The outcomes shown in Figs. 12 and 13 collectively validate the dual-objective control strategy proposed in this paper:

  1. 1.

    Objective 1 (Efficient MPPT): Achieved through close MPP tracking (MAE = 0.1253 V) under time-varying G and T.

  2. 2.

    Objective 2 (Reliable Voltage Regulation): Achieved through prompt stabilization of the load voltage (MAE = 0.0793 V) under changing Ω and R.

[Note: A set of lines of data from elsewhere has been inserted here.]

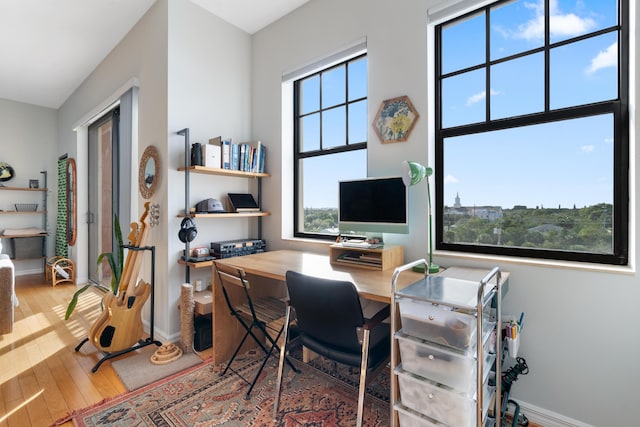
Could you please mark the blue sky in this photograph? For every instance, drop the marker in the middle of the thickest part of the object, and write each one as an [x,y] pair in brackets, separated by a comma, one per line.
[552,165]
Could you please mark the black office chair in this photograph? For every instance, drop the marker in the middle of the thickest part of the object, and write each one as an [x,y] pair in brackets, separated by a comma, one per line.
[264,315]
[329,322]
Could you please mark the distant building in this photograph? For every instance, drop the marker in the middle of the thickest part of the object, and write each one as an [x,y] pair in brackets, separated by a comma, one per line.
[491,213]
[545,228]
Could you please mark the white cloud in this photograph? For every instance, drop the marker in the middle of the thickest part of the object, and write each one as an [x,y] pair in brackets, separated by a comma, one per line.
[480,96]
[450,179]
[587,148]
[562,25]
[604,59]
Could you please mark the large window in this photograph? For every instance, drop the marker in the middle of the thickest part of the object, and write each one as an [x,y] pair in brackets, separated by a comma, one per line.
[330,138]
[532,130]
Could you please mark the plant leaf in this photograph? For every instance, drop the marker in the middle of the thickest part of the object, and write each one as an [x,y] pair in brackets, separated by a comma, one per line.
[74,301]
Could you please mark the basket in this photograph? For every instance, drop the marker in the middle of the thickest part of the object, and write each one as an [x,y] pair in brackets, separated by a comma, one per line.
[26,207]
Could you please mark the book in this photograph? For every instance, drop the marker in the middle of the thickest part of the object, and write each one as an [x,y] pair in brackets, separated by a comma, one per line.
[226,154]
[235,157]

These results emphasize the system’s superior coordination, minimal steady-state error, and fast convergence, all of which are critical for deploying PV systems in off-grid or harsh environments. The robustness exhibited here demonstrates the practical readiness of the system for real-time deployment. The control strategies’ precision is underscored by these exceptionally small error values, which also affirm that the system’s design objectives—ensuring reliable MPP tracking and finite-time load voltage regulation—were successfully accomplished. The system’s capacity to operate efficiently under a variety of challenging conditions is emphasized by the results, which satisfies the two objectives of load regulation and stable energy production. It was essential to achieve the robust system performance by coordinating the response between the MPPT controller and the nonlinear control strategies.

Conclusion

This research set out with the clear objective of developing and validating a comprehensive dual-objective control strategy for standalone PV systems: (i) ensuring efficient maximum power point tracking for robust energy harvesting, and (ii) achieving precise and stable load-side voltage regulation under variable environmental and load conditions. Both simulation analyses and microcontroller-in-the-loop experimental results demonstrated that this objective was successfully achieved. Through the integration of the novel Reference Voltage Estimator (RVE) and nonlinear Lyapunov-based controllers within a two-stage (Boost–Buck) architecture, the system consistently operated at the maximum power point while simultaneously regulating the output voltage with high accuracy. The simulation results confirmed the theoretical robustness of the control strategy, while microcontroller-in-the-loop experimentation validated its real-time applicability, resilience to abrupt climatic and load variations, and fast recovery from disturbances. Performance indices—such as mean absolute error (MAE) values of 0.1253 V on the PV side and 0.0793 V on the load side—highlight the precision and reliability of the proposed scheme. In summary, the dual objectives of the study were fully realized, bridging a critical gap in the literature by combining optimum power extraction with reliable voltage regulation in a single framework. The outcomes confirm the practical viability of the system for real-world standalone PV applications, thereby contributing a robust and scalable solution to renewable energy deployment. A future study could investigate the potential for implementing such a control approach for PV-storage connected systems as well as for larger-scale PV installations. Also, while the proposed strategy excels under uniform irradiance, partial shading conditions—characterized by multiple power peaks—require global MPPT techniques. Future work will integrate hybrid algorithms (e.g., combining the RVE with metaheuristic optimization) to address shading-induced challenges, further enhancing the system’s applicability in complex environments.